Spearman's rank correlation coefficient shows the correlation between two variables how one variable increases or decreases as the other variable increases which are described as "monotonic". Spearman's correlation assesses monotonic relationships whether linear or not.

You can read [A comparison of the Pearson and Spearman correlation here](https://support.minitab.com/en-us/minitab-express/1/help-and-how-to/modeling-statistics/regression/supporting-topics/basics/a-comparison-of-the-pearson-and-spearman-correlation-methods/) 

A value of 1 means the set of data is strictly increasing and the value of -1 means it is strictly decreasing.
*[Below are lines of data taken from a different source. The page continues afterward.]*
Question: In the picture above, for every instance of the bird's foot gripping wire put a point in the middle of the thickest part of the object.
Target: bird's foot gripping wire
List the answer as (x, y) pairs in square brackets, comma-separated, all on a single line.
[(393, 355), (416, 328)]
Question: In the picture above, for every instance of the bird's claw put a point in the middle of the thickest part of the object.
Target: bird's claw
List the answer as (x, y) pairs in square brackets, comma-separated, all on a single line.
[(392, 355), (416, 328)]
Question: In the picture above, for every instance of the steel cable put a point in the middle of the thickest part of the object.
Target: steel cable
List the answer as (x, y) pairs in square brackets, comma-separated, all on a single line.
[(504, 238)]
A value of 0 means that data shows no monotonic behavior. the Spearman correlation between two variables will be high when an observation has a similar rank between the two variables.

Examples to use Spearman's correlation are:

- [IQ of a person with the number of hours spent on games](https://www.wikiwand.com/en/Spearman%27s_rank_correlation_coefficient)
- [Physics and Math ranks](https://www.statisticshowto.datasciencecentral.com/spearman-rank-correlation-definition-calculate/)
- [Free university meals and their CGPA scores](https://www.toppr.com/guides/business-mathematics-and-statistics/correlation-and-regression/rank-correlation/)
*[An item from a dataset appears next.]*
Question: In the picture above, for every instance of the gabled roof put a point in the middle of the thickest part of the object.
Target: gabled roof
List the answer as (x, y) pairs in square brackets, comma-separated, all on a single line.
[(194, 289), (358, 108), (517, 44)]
You can use [the null hypothesis for this test](https://statistics.laerd.com/statistical-guides/spearmans-rank-order-correlation-statistical-guide-2.php).

You can see all the code from this [link](https://github.com/shinokada/python-for-ib-diploma-mathematics/blob/master/Spearman's%20rank%20correlation%20coefficient.ipynb).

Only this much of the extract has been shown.